O Fundo Monetário Internacional (FMI) está a preparar um plano de emergência para a Itália, num montante entre 400 mil milhões e 600 mil milhões de euros, noticia hoje o jornal italiano La Stampa.

Este dinheiro poderá ser emprestado ao país, para permitir ao Governo dispor de uma janela de 12 a 18 meses para pôr em prática as reduções orçamentais e reformas económicas destinadas a reforçar o crescimento, “pondo de lado a necessidade de refinanciar a dívida”, diz o La Stampa no seu site, citando responsáveis do FMI que não identifica.

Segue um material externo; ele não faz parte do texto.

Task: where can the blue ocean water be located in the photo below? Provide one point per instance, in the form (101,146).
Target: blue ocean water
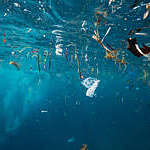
(57,88)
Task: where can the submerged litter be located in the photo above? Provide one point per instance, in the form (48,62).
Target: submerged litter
(91,84)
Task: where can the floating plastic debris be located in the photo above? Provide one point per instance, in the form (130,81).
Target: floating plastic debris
(71,140)
(16,4)
(147,11)
(91,84)
(106,34)
(15,64)
(135,50)
(44,111)
(84,147)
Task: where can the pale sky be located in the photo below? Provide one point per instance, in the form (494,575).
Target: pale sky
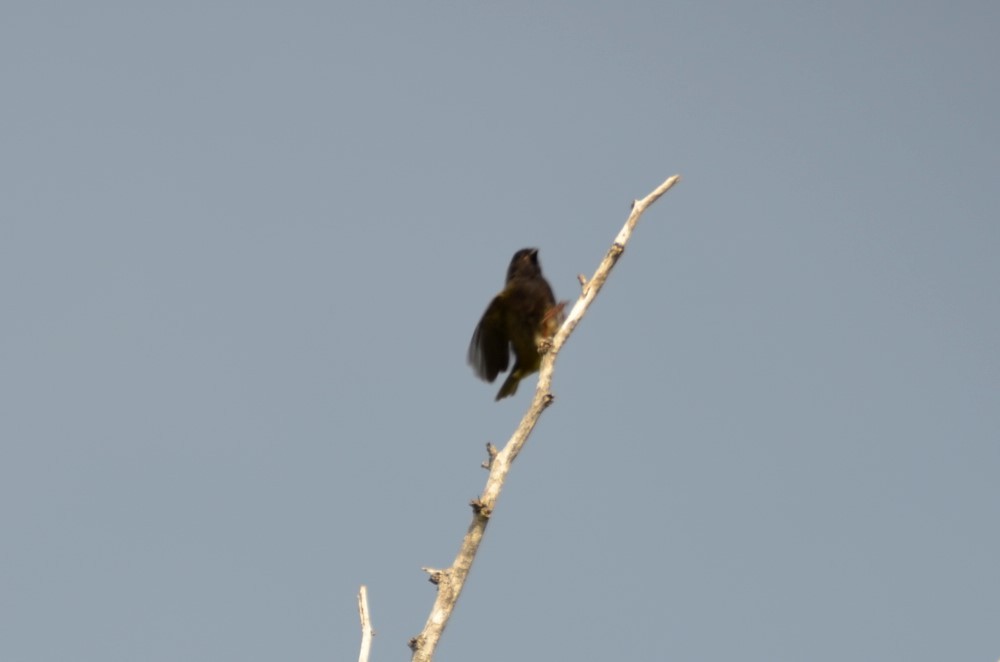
(243,249)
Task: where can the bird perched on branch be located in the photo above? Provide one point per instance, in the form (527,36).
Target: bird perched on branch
(522,316)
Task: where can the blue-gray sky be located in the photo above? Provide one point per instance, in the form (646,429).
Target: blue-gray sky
(243,248)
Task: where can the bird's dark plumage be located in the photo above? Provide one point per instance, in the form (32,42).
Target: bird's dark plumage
(521,315)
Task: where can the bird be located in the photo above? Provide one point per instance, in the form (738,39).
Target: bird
(519,318)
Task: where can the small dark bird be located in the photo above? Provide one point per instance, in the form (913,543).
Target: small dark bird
(522,315)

O FMI garantiria taxas de 4% a 6% para este empréstimo, abaixo das obtidas por Roma nos mercados de crédito, onde as taxas para os empréstimos a Itália em obrigações a dois e cinco anos já ultrapassaram os 7%. As taxas implícitas às transacções de obrigações a dez anos nos mercados secundários (onde há revenda destes títulos) voltaram a ultrapassaram os 7% na última semana, o que é considerado incomportável a prazo.

A dimensão deste empréstimo é no entanto de tal monta que não permite ao FMI recorrer aos seus recursos habituais, estando a ser estudadas várias possibilidades, desde a emissão de direitos especiais de saque a uma eventual participação do BCE, que no entanto seria garantida pelo FMI, avança o jornal.

O cenário de se conceber um plano de auxílio financeiro desenhado especificamente para a Itália “está a ser encarado devido à oposição de Berlim a um papel mais importante do BCE na ajuda aos países em dificuldades, pois permitiria vencer as resistências da Alemanha se o empréstimo fosse feito sob o estrito controlo do FMI”, considera La Stampa, num texto do seu correspondente em Nova Iorque.

O jornal diz que isto acontece porque a pressão sobre a dívida europeia, com o aumento dos juros da França e um leilão de títulos alemães que ficou sem procura, fez com que no FMI se gerasse a convicção de que a Itália era o país a apoiar para evitar um colapso do euro.